A model-based interpretation of the biphasic daily pattern of sleepiness

Abstract. We developed a thermoregulatory model of sleep control based on the hypothesis that non-rapid eye-movement sleep participates in homeostatic thermoregulation. This model successfully reproduced several qualitative features of human sleep/wake cycles during entrained as well as the internally desynchronized states. Among the reproduced features, generation mechanisms of the biphasic sleepiness distribution are studied here in the light of the model structure. Harmonic analysis is employed for this purpose. Through linearizations and confining the harmonics of the masking process to the fundamental component, a simplified representation of sleepiness is obtained. The simplified sleepiness is constructed with the fundamental circadian, the second harmonic components, and the constant (DC).
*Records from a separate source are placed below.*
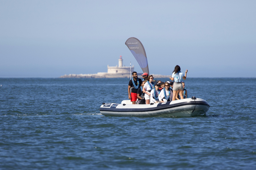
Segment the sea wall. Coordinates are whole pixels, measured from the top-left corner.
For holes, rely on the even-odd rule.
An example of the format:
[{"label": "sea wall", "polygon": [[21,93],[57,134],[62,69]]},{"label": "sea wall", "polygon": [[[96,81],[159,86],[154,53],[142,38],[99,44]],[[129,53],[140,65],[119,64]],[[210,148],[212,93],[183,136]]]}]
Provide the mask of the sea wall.
[{"label": "sea wall", "polygon": [[[138,73],[139,77],[140,77],[142,73]],[[161,75],[160,74],[152,74],[155,78],[169,78],[171,77],[170,75]],[[109,74],[107,73],[99,72],[97,74],[70,74],[68,75],[65,74],[60,77],[60,78],[130,78],[130,75],[129,74]]]}]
The bimodality of the sleepiness is shown to be made by the second harmonic which is added to the fundamental component. The behavior of their amplitudes and phase positions are investigated under the varied sleep/wake durations and phase differences between the oscillators. Since the sleepiness generated by our model is roughly mimicked by the simplified representation under diverse conditions, this simplification can be regarded as adequate. From the behavior of the constituents of respective harmonic components, the fundamental component is shown to originate from the sleep/wake masking process and the circadian oscillators; the second harmonic from the multiplicative interactions between the circadian oscillators and the sleep/wake masking process. These results indicate that the rhythmic processes are principal constituents of the sleepiness, at least in the steady state.